Monday, December 27, 2010

Dante Gabriel Rossetti - Poems. London: F.S.Ellis, 1870.



° (219 x 136mm). Contemporary green morocco by F. Bedford, gilt floral mosaic corner-pieces and spine compartments. Provenance: publisher's presentation copy to John Ruskin, Brantwood (ex-libris) -- purchased from Howard Mott, New York, 17 February 1942, $35 (with autograph letter signed ('F.S. Ellis') to 'Dear Sir' [presumably to John Ruskin], Covent Garden London, 7 September 1871, 2 pages, 8°, inserted).

FIRST EDITION, ONE OF 25 COPIES ON LARGE PAPER, JOHN RUSKIN'S COPY. The Poems appeared in April 1870 amidst general acclamation, firmly establishing Rossetti's reputation both as poet and painter. In a letter to Mrs. Gabriele Rossetti, the poet wrote 'My book will have brought me £300 in less than a month, which is not so bad for poetry, particularly if it goes on.' By the beginning of June, his Poems had entered its third edition of 500 copies each; in September its fourth, to be followed by a fifth and sixth before the end of the year. The collection largely consists of rearrangements of earlier works.

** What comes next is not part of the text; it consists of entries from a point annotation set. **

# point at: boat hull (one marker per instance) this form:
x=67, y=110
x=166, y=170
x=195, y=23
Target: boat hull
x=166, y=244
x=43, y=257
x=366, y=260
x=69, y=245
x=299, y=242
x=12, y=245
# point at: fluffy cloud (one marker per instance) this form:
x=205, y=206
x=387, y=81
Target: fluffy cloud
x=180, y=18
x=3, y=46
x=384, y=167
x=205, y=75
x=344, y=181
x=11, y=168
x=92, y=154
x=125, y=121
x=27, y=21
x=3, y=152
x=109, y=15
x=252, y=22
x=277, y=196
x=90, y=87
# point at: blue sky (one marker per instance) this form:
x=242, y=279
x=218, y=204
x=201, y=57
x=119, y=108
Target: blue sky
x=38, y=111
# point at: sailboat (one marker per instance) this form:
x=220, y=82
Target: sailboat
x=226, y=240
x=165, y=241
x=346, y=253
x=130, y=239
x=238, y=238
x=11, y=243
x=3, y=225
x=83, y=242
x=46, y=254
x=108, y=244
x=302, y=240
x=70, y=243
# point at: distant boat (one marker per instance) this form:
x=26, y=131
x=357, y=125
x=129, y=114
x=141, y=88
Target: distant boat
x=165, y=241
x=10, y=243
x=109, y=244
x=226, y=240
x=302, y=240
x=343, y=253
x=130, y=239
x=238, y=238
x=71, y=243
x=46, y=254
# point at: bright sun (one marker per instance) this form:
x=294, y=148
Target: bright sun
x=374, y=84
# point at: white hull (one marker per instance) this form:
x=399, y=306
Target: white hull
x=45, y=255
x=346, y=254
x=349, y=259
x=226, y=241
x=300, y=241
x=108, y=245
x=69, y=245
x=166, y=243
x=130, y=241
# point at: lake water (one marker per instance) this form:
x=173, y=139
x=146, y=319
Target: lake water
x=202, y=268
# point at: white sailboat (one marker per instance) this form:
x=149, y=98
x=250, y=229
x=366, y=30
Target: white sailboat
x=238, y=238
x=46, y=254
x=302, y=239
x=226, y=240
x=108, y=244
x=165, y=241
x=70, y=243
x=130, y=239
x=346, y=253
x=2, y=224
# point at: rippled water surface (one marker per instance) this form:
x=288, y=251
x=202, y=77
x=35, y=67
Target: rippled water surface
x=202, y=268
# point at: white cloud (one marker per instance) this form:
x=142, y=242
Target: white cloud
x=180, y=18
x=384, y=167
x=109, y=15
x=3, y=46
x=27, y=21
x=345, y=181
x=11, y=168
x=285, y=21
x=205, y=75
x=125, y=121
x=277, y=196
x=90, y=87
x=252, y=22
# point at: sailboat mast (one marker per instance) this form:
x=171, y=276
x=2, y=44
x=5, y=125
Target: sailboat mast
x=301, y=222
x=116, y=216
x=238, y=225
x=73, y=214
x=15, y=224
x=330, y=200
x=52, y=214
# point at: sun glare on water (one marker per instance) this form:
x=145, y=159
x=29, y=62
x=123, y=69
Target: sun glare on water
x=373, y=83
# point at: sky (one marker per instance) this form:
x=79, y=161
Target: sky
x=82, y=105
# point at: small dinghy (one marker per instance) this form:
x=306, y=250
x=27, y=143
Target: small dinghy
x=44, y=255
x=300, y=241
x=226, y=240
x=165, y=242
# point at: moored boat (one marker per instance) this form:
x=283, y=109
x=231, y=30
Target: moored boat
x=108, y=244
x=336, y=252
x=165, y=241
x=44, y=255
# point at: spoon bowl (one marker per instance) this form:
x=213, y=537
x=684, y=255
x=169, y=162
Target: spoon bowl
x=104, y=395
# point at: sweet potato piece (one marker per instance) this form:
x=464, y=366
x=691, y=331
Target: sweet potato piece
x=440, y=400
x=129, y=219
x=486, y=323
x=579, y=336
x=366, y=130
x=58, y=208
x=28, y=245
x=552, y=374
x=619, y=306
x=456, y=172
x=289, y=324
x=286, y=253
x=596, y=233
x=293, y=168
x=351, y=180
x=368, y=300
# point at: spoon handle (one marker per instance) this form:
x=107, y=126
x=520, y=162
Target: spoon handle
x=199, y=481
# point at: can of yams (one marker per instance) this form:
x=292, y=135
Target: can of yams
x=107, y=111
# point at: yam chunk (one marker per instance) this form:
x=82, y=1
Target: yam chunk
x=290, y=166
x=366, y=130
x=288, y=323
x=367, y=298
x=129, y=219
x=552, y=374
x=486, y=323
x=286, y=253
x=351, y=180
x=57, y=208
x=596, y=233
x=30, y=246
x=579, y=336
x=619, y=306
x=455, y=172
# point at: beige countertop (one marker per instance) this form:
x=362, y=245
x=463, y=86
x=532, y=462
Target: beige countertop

It is interesting to note that despite their estrangement by 1870, Rossetti still sent Ruskin a presentation copy of his poetry, along with Patmore, Meredith, Tennyson and Browning. From his position as the foremost English art critic, Ruskin had defended the work of the Pre-Raphaelite Brotherhood in 1851, although he did not make Rossetti's acquaintance until the end of 1852 when Ruskin wrote favourably of Rossetti's works at the Winter Exhibition of watercolours in Pall Mall. Their correspondence began in 1854, when they also started teaching drawing together at the Working Men's College, and Ruskin adopted the painter as his new protégé after Millais's departure. However, Ruskin's admiration for Rossetti's talent, which he keenly patronized together with Elizabeth Siddal, was marred by an increasing dislike for his untidyness, unreliability, intermittent inertia, and general Bohemian way of life. Far more eager to obtain advance payments than to finish pictures, Rossetti's continual requests for financial aid eventually alienated the critic, whose benevolent enthusiasm slowly declined.

A letter from the publisher and well-known London bookseller, F.S. Ellis, describes the book as being the product of which 'machinery has had no part or lot,' thus it has been printed at a hand-press on handmade paper and bound by hand in hand-draped leather. Hayward 283.